67Later the metal conditioner had reacted with the metal in the repair area for a few minutes, it was wiped off. This stride, and its repetition when the surface is completely contoured, prevents the loss of pigment adhesion that can occur if these steps are omitted.

Shaping the Pb and Finishing the Job

Filing lead filler is non very different from grating and shaping plastic filler, except that different tools are used to practise it and the shaping performance feels very different. We began shaping the atomic number 82 with a bull-nose body file, and then switched to a flexible file holder and file to work on the flatter surfaces. Several different shaping tools were used.
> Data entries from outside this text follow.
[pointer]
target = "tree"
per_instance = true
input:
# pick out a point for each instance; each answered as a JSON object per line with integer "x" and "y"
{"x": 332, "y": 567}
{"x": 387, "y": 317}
During the filing procedure, the panel surface was constantly monitored, visually and by feel, to make sure that it was smooth and continuous. Some filing was solely in the pb filler material. In other areas of the repair, atomic number 82 and steel panels were filed and blended into a continuous surface. Intendance was taken not to file as well deeply in any surface area. Lead tin can be added to areas where it has been filed likewise securely, but this is a tricky gear up and intendance should be taken to avoid having to resort to information technology.
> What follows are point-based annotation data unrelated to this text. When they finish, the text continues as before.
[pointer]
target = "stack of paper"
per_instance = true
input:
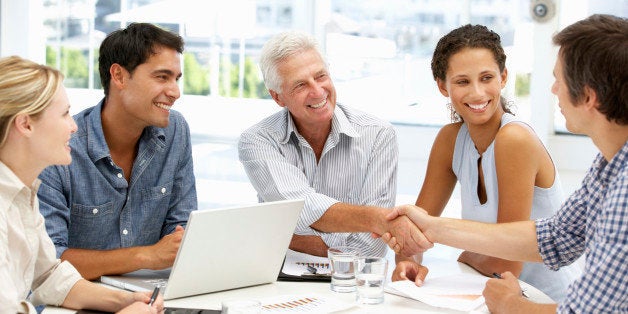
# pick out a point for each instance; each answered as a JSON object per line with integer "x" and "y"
{"x": 462, "y": 292}
{"x": 297, "y": 263}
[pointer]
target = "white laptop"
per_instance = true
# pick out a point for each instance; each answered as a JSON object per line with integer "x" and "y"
{"x": 223, "y": 249}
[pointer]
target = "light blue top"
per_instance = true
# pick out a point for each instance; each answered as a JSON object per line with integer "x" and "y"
{"x": 545, "y": 203}
{"x": 89, "y": 203}
{"x": 358, "y": 166}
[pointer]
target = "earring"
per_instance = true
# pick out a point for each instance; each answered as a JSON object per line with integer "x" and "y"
{"x": 453, "y": 115}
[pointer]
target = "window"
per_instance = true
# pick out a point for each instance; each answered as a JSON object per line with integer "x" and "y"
{"x": 379, "y": 54}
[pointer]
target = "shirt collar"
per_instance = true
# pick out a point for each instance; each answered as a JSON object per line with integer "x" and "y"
{"x": 97, "y": 147}
{"x": 340, "y": 124}
{"x": 609, "y": 170}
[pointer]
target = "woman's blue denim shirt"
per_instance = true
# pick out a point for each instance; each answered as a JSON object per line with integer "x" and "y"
{"x": 90, "y": 205}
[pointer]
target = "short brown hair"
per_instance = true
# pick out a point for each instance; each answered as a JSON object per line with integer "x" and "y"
{"x": 594, "y": 53}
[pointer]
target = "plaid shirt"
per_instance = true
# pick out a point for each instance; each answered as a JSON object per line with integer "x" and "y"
{"x": 593, "y": 221}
After filing was completed, the surface was sanded with 80-grit abrasive paper mounted on sanding boards. These boards place some-what soft rubber backings behind the abrasive paper, and tend to farther average and blend the surfaces on which they are used. Paint sticks, wrapped in abrasive paper and without flexible backing, were used to sand some fine details into some areas of the atomic number 82 and steel surfaces. Final sanding with 120-grit annoying paper completed the surfacing phase of the job.

The entire repair area was once more neutralized (killed) with metal conditioner, completing the repair.

Step one:

68A variety of body files was used to attain final, correct surface contours. This bull-nose file has a convex lateral format, and was perfect for removing cloth quickly and accurately in the concave area of this fender.

Pace 2:

69This flexible file holder and file tin be shaped to match desired surface contours. Most of the pb shaping and leveling was done with this setup. A good, sharp body file removes both lead filler and torso metallic, allowing the blending of both metals into a continuous surface.

Step 3:

70Other files, like this round bastard file, are useful for getting into tight areas, where flat files might tend to cut destructive channels and ridges into the lead filler and trunk metallic. Filing requires great concentration, and involves both feel and visual inspection every bit it progresses.

Pace iv:

72As the filled surface was filed, information technology was important to constantly experience surfaces and check for whatsoever depressions or raised spots. Proper filing technique employs files to blend raised spots into desired contours, and to avoid creating or lowering depressed areas.

Pace five:

73Filing was followed past lath sanding. This board sander has a somewhat soft rubber backing under the abrasive newspaper. That helps to attain continuous surfaces that have no unauthorized high or depression spots or areas.

Pace half dozen:

74Last sanding can be a finicky operation. Hither, a pigment stick was used to back abrasive paper. The surface warping of the stick is used to create a mildly concave or convex sanding tool, as required to contour and level the surface.